В качестве дополнительной приманки публике был предложен бой быка с медведем — тоже уступка вкусам американцев, которые объявили, что бой быков — «тоска зеленая» и что быку не дают как следует развернуться. Я рад, что могу избавить читателя от обычных реалистических кошмаров, ибо в калифорнийском варианте мало что сохранилось от той жестокости, которой отличается это зрелище на своей родине. Вместо заезженных, понурых кляч в нем принимали участие молодые, горячие мустанги, а искусство верховой езды, демонстрируемое пикадорами, было не только замечательно само по себе, но и обеспечивало почти полную безопасность как коню, так и всаднику. Мне никогда не приходилось видеть, чтобы лошадь встретила смерть от рогов быка, и хоть случалось порой, что, сделав крутой поворот, чтобы увернуться от быка, неумелый всадник вылетал из седла, он, как правило, вновь садился на коня целым и невредимым.
Путь на Пласа–дель–Торос шел по запустелой, мощенной черепицей окраине старой испанской деревушки. Там высилось грубое овальное сооружение в виде амфитеатра с растрескавшимися белеными стенами и трибунами, крытыми лишь частично — над скамьями, отведенными для местной «знати», где сейчас расположились лавочники со своими женами, а среди них — несколько заезжих американцев и владельцев ранчо. Резкие порывы послеполуденного пассата вздымали с арены в воздух мельчайшую глинистую пыль, но вместе с тем, к счастью, хоть немного рассеивали густой запах чеснока и едкие клубы табачного дыма от дешевых маисовых сигар. Я облокотился на перила второго яруса, ожидая появления жиденькой и яркой, точно в цирке, процессии с ключами от загона, где находились быки, — и тут внимание мое привлекло какое-то движение на балконе для избранных. Среди шатких скамеек в первый ряд пробирались дама и господин, очевидно, незнакомые прочей публике. С некоторым удивлением я узнал геолога и с еще большим — его даму. Это была мисс Мэннерсли в ладном, отлично сшитом уличном костюме, который резко выделялся своими сдержанными тонами на фоне пестро разодетой толпы.

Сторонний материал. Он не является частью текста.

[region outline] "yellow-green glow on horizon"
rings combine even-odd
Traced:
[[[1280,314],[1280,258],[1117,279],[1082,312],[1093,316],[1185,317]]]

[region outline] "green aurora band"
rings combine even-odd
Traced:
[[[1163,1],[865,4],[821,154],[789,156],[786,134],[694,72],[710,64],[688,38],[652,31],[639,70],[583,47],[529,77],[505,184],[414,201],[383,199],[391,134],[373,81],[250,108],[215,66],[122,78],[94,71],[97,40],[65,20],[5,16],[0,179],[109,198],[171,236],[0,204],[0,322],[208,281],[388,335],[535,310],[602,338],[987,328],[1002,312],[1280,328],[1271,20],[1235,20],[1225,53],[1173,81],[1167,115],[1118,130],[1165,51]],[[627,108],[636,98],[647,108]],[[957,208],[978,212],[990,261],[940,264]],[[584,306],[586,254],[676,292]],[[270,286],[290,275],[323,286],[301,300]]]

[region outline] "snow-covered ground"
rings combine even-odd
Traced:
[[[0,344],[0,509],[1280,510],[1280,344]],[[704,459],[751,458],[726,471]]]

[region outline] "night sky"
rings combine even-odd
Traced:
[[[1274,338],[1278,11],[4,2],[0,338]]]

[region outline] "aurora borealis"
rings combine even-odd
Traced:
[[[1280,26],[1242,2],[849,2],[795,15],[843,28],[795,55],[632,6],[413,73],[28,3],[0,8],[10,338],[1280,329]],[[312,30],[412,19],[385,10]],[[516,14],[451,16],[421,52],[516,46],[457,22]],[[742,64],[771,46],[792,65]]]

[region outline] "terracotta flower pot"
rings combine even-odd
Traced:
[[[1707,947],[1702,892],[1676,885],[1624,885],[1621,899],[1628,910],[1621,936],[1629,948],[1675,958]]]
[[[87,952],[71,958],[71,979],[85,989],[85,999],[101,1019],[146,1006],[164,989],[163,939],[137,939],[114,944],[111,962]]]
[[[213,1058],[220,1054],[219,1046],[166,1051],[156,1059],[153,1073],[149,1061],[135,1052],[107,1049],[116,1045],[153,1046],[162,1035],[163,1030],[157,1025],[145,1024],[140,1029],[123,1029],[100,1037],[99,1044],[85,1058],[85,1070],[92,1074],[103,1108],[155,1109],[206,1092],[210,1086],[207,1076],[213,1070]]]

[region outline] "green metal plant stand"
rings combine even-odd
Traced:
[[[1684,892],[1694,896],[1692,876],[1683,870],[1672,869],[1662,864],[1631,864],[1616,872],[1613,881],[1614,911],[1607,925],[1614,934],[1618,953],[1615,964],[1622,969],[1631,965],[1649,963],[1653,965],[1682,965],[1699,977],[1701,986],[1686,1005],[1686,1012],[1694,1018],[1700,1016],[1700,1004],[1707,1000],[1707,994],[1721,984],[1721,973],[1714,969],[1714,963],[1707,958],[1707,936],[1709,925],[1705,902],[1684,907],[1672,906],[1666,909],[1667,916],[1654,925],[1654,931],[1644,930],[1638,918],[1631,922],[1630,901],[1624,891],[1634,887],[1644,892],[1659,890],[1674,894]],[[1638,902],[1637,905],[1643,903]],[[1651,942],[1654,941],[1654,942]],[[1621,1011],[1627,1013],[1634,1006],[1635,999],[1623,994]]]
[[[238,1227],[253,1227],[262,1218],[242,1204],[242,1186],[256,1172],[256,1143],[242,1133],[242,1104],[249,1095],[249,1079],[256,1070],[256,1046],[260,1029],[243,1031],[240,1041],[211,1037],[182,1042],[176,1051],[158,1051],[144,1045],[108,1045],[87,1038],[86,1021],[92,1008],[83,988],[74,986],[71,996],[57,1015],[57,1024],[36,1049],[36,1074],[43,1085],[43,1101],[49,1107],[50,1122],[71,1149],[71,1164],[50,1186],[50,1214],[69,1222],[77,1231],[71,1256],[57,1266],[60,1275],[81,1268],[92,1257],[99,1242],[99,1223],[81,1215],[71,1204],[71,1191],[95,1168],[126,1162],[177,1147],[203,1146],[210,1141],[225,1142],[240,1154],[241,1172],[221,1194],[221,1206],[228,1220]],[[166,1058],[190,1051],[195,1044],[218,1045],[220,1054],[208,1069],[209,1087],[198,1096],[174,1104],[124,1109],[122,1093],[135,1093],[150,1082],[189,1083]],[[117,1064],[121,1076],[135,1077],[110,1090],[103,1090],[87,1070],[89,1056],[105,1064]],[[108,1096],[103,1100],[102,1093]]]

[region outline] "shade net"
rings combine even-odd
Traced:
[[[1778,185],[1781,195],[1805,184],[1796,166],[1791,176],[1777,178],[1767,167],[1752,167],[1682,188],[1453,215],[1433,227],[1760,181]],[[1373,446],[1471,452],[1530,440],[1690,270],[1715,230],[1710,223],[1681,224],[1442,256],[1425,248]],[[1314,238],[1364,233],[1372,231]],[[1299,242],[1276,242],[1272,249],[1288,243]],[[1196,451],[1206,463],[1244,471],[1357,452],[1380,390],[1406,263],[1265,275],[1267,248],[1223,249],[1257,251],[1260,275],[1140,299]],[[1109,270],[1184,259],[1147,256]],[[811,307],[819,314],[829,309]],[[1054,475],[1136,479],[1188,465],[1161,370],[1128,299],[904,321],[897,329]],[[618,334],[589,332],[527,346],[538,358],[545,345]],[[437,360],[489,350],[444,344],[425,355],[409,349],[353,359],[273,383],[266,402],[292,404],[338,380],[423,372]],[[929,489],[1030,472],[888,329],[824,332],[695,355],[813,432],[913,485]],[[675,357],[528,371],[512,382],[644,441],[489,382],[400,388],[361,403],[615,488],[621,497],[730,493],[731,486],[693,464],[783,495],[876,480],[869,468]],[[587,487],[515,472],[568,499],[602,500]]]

Впрочем, я, возможно, был менее ошеломлен, чем другие зрители, ибо не только начинал уже привыкать к причудам этой молодой особы точно так же, как привык к выходкам Энрикеса, но и был убежден, что ее дядюшка вполне мог разрешить ей прийти — как в ответ на любезность устроителей, заменивших воскресное представление субботним, так и для того, чтобы снискать этим расположение своих предполагаемых друзей — католиков. Я наблюдал за нею, пока не был выпущен — и после сравнительно недолгой возни с пикадорами и бандерильеро прикончен — первый бык. В тот момент, когда к быку приблизился матадор со своим смертоносным оружием, я без всякого сожаления воспользовался предлогом отвернуться и взглянул на мисс Мэннерсли. Руки ее лежали на коленях, голова чуть склонилась над ними. Я решил, что и она опустила глаза, чтобы не видеть жестокой сцены, но, к ужасу своему, обнаружил, что она держит в руке альбом для рисования и просто–напросто делает наброски! Я предпочел перевести взгляд на умирающего быка.
Второй бык, который был выведен для хитроумной расправы, оказался, однако, более строптивого нрава. Неприязненным, подозрительным оком косился он на эту комедию честного поединка, отказываясь принять вызов юрких обидчиков–пикадоров. Он ощетинился бандерильями, как дикобраз, но не трогался с места, прижавшись задом к барьеру, по временам почти целиком скрытый от взоров клубами тонкой пыли, поднятой мерными ударами его злобно бьющего в землю копыта — единственного, в чем выражался его тупой, угрюмый протест. Смутное беспокойство передалось его противникам, пикадоры держались поодаль, бандерильеро метали свое оружие с безопасного расстояния. Зрителей же возмущала лишь нерешительность быка. Ему швыряли оскорбительные прозвища, раздавались выкрики «Espada» \ и вот уже, согнув локоть под коротким плащом, сжимая в руке свой сверкающий клинок, вышел вперед матадор — и остановился. Бык не двинулся с места.